A FEW NIGHTS AFTER, Ariadne said to me, “Tomorrow is the day when I give my oracles.”

“You should be sleeping,” I said. I drew her in and kissed her eyelids. She was too tender, I thought, to bear without bruising the madness of a god.

She said, “Not many Hellenes come. To those I shall say the usual things. But I shall tell the Cretans that a new Summer King is coming, to marry the Goddess and bless the land. Hyakinthos flowering in a field of blood. They will remember that.”

I was amazed, and asked her, “But how can you tell what the Holy One will say through you, before you have drunk the cup or smelled the smoke?”

“Oh,” she answered, “I don’t take much of it. It makes one giddy; one talks nonsense, and one’s head aches after as if it would split.”
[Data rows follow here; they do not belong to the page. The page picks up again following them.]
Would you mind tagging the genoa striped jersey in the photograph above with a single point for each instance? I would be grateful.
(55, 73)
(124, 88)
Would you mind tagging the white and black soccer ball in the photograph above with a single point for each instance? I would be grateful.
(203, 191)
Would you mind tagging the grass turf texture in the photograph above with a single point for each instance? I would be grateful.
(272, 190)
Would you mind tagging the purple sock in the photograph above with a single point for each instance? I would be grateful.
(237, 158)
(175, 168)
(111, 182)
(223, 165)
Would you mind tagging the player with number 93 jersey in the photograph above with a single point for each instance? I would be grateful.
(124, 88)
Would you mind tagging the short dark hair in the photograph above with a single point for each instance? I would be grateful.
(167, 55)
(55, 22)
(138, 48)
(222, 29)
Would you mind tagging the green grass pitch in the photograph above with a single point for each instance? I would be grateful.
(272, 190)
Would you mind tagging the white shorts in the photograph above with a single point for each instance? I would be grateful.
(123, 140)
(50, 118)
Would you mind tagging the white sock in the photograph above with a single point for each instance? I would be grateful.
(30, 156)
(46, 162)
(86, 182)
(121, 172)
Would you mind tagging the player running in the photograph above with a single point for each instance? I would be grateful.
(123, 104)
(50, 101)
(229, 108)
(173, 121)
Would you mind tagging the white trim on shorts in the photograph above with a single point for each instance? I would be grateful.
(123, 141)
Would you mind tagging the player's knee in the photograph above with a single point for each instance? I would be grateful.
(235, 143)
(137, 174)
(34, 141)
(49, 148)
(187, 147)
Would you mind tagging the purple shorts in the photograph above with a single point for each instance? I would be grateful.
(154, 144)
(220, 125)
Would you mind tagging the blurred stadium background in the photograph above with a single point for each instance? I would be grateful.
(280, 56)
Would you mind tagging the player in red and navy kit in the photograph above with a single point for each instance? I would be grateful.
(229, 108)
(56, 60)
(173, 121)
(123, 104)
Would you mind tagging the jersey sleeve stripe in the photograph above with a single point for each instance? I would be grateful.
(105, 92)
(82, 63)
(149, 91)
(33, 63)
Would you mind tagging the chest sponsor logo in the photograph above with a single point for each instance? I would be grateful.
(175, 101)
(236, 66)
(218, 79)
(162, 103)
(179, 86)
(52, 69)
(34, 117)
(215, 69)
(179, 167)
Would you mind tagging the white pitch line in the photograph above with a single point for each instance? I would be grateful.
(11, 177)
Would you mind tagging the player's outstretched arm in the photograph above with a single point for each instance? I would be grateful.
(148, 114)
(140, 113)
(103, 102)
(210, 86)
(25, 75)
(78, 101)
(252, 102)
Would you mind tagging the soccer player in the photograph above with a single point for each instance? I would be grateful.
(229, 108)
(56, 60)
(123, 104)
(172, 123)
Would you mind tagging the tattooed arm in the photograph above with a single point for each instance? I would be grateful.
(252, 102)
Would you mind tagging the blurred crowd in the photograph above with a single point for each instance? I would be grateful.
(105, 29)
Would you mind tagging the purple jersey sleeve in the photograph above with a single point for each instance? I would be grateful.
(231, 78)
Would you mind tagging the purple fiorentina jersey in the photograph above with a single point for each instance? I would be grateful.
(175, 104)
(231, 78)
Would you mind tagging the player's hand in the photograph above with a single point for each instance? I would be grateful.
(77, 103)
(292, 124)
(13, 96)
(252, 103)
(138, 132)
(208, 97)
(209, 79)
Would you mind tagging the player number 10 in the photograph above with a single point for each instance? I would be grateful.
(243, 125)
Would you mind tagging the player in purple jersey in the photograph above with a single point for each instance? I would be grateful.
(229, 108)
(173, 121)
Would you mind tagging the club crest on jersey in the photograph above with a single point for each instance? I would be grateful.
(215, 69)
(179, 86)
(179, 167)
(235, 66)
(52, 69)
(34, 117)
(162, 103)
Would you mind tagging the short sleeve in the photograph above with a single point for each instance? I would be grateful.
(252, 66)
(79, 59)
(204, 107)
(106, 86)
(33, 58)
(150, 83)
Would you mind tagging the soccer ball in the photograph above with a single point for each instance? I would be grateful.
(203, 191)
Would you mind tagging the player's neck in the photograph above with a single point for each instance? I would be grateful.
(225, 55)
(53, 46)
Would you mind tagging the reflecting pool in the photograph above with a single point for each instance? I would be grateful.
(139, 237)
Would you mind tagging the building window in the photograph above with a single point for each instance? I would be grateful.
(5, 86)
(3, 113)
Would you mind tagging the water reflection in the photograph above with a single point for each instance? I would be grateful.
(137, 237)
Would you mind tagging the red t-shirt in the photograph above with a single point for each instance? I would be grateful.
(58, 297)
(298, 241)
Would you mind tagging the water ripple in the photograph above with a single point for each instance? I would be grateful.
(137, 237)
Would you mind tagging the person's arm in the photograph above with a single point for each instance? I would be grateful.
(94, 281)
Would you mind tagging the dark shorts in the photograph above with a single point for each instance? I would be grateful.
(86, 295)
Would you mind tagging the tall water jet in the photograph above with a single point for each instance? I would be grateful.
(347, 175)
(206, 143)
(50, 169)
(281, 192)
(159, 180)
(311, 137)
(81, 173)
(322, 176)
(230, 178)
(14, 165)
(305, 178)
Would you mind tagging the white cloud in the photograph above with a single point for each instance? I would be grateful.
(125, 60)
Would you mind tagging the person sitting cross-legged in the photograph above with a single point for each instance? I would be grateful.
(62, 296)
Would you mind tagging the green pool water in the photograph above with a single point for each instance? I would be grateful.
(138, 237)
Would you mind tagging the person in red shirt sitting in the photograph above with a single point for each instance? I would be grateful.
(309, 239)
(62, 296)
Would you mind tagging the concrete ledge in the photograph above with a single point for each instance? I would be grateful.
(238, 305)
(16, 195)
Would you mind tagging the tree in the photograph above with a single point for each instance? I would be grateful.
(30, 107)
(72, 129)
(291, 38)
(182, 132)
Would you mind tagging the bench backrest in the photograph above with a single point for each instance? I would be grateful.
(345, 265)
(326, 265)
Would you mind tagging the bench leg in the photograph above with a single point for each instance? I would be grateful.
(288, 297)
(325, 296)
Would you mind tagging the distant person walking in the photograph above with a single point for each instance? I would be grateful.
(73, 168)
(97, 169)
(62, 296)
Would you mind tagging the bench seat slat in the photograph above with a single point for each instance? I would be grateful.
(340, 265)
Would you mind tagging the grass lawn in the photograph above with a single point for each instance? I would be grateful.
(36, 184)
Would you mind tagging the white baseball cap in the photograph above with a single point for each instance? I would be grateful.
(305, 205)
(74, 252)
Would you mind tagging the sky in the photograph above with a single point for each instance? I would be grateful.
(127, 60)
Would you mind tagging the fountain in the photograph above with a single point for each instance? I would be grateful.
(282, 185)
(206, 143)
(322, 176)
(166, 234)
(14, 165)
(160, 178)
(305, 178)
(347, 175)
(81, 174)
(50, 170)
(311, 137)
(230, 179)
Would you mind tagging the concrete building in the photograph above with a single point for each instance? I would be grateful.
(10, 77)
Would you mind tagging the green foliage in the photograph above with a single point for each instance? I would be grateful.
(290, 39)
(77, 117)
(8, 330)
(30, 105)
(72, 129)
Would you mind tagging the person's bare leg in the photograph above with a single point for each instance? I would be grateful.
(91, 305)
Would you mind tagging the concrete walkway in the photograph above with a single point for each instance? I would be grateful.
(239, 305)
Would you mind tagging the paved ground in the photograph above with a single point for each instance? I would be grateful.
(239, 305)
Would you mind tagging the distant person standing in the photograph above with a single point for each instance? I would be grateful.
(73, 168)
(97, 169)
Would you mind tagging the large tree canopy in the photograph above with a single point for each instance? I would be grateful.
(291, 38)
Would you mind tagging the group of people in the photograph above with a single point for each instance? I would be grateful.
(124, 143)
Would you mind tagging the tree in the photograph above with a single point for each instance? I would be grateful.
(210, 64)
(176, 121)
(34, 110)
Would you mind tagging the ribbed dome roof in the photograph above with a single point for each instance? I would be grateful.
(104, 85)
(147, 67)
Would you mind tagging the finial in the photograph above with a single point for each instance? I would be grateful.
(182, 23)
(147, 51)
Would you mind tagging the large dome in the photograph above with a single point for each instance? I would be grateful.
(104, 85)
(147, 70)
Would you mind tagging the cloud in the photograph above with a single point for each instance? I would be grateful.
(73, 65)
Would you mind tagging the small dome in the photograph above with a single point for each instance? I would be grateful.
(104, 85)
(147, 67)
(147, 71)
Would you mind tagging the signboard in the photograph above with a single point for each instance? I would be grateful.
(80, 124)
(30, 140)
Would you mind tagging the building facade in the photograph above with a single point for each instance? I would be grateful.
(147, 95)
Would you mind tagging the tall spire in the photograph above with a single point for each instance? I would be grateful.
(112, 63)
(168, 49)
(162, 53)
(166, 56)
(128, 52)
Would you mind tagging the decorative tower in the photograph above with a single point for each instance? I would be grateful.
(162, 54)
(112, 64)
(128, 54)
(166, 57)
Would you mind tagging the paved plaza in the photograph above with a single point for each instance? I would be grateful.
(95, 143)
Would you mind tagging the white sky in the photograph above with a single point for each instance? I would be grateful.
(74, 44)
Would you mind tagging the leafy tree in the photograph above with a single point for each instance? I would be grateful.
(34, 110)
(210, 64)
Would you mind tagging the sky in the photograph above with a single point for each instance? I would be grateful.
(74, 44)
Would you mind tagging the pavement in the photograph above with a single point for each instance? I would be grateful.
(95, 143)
I was shocked in my heart, but I said nothing. If it was true the god spoke to them no longer, it was strange she could tell of it without weeping. But I remembered how Cretans play at such things like children. So I only kissed her again.
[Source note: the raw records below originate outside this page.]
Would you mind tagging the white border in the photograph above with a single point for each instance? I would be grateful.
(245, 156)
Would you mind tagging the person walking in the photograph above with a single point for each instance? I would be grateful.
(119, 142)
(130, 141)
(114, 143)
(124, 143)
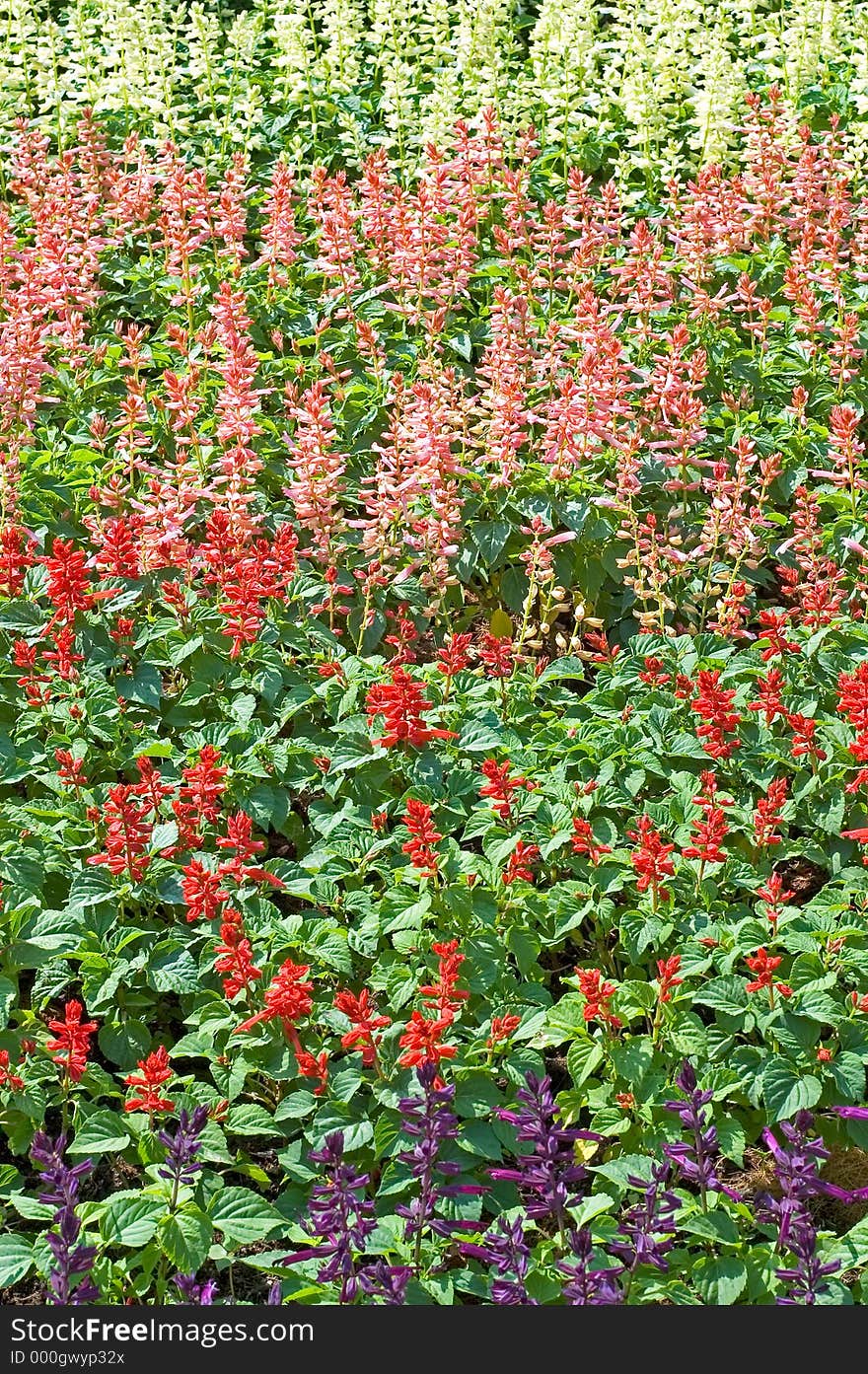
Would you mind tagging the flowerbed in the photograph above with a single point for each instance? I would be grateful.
(434, 712)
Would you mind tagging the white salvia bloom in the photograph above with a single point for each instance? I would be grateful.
(294, 54)
(342, 44)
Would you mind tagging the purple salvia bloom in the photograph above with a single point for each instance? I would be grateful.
(648, 1226)
(386, 1280)
(588, 1286)
(507, 1249)
(181, 1149)
(807, 1278)
(430, 1122)
(195, 1293)
(72, 1261)
(545, 1175)
(339, 1215)
(695, 1158)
“I will make it stick in their minds,” she said. “I shall paint my face white, and draw a line of red under my eyelids. I shall have a cloud of smoke (it is all the same to them what one makes it of) and roll my eyes and toss about. When I have spoken, I shall fall down.”

I was slow to speak. At last I said, “It is a woman’s mystery. But my mother told me once that when she is in the Snake Pit, whatever the question is, something any fool should know without troubling a deity, she always pauses before her answer, and listens, in case the Goddess forbids it.”

“I always pause too,” she said. “I have been properly taught as well as your mother. A pause makes people attend. But you can see, Theseus, Crete is not like the mainland. We have more people, more cities, more business to fit together. We have ninety clerks working in the Palace alone. It would be chaos every month, if no one knew what the oracles were going to be.”